Last time we looked at the four investment principles which we believe will increase your chances for investment success. We specifically focused on how the compounding effect of fees could erode away return over time. This week we are going to discuss taxes and their effect on a portfolio over time.
Many investors have heard the saying, “do not let the tax tail wag the dog.” While you do not want to use taxes as the primary factor in making investment decisions, they do need to be taken into consideration. This week, we are going to look at issues that are specific to a taxable account rather than the type of account you should save in, as the latter is more of a planning issue.
There are various types of taxes that could be levied on your taxable investments. In the graph above you will see a table of the Federal income with dividend and capital gains tax rates.
In addition to these, a 3.8% surtax applies to net investment income for taxpayers with adjusted gross income (AGI) over $200,000 (single filers) or $250,000 (married filing jointly).

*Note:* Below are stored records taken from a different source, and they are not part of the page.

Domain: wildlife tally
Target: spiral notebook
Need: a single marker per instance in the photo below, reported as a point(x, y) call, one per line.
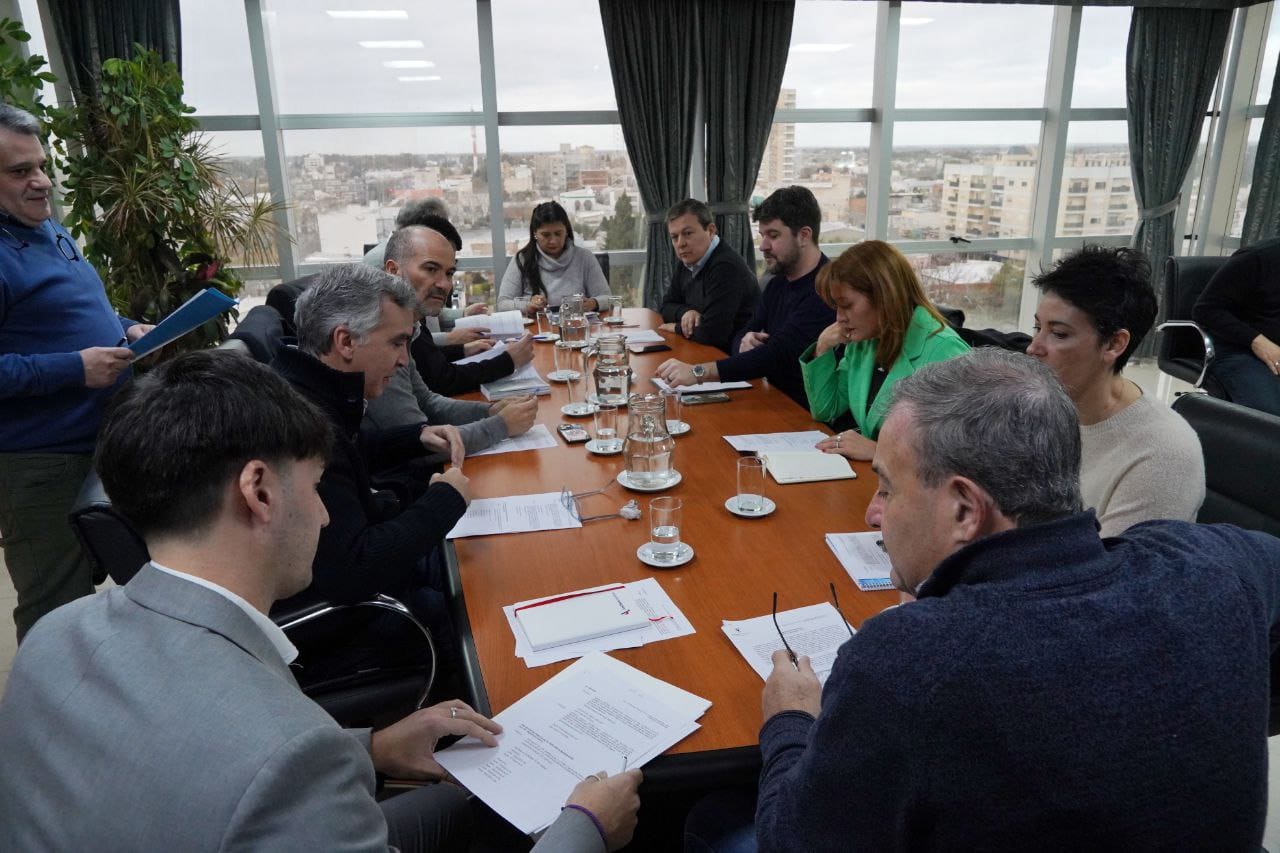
point(864, 559)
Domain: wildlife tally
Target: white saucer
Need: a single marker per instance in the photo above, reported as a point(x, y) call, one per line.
point(627, 483)
point(594, 446)
point(731, 505)
point(684, 553)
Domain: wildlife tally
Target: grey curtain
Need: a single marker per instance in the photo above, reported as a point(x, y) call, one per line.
point(653, 55)
point(92, 31)
point(1262, 211)
point(740, 90)
point(1170, 67)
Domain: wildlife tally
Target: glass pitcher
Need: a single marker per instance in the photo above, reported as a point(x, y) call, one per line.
point(648, 448)
point(612, 370)
point(574, 322)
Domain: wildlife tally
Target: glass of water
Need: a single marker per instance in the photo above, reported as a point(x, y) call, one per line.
point(750, 484)
point(664, 528)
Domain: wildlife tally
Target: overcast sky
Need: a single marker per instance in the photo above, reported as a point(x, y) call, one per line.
point(551, 56)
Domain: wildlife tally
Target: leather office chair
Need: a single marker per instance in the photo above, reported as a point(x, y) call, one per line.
point(364, 696)
point(1183, 347)
point(1240, 447)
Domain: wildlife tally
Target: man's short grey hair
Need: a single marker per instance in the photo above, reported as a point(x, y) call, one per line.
point(348, 295)
point(415, 211)
point(1002, 420)
point(18, 121)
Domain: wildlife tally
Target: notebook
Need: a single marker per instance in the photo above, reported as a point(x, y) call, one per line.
point(579, 616)
point(807, 466)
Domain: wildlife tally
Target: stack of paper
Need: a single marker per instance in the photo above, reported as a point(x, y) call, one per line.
point(598, 714)
point(807, 466)
point(643, 598)
point(762, 442)
point(525, 381)
point(817, 630)
point(864, 559)
point(503, 324)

The key is to not pay excessive tax on your investments. If you do, these taxes will eat into your return the same way excessive fees do. Excessive tax may be caused by:
- Having too much turnover in your portfolio causing excessive short- and long-term gains
- Holding taxable bonds when you are in a high tax bracket
- Having stocks that don’t pay qualified dividends
- Having a high dividend portfolio when you do not need income
- Holding active mutual funds which produce capital gains distributions
If you are in a very low tax bracket (and thus in the 0% Capital Gains and Dividend tax rate) you shouldn’t be too worried about these. But as your marginal tax bracket creeps up, these will become bigger issues. In the higher tax brackets, it would be easy for taxes to take away as much as 1-2% of your return away. Let’s look at what a 1% reduction in return due to taxes would do to a portfolio.
Here we’ll assume a $500,000 portfolio that earns 6% per year and how earning 1% less would affect the outcome.
Years 6% Return 6% MINUS 1 % for Taxes
10 $909,698.37 $823,504.75
20 $1,655,102.24 $1,356,320.14
30 $3,011,287.61 $2,233,872.16
You can see over 10 years a difference of almost $90,000. Over 30 years, this increases to a little over $750,000. If you had a portfolio that produced excessive taxes AND had high fees (as illustrated in my last post), you can imagine the combined effect over time.
Make sure you understand the taxes that your taxable investments could produce, the tax bracket that you are currently in, and what the two might mean. No one can control the return on their investments in any given year, but we do have some control over the taxes they may produce. Focus on what you can control.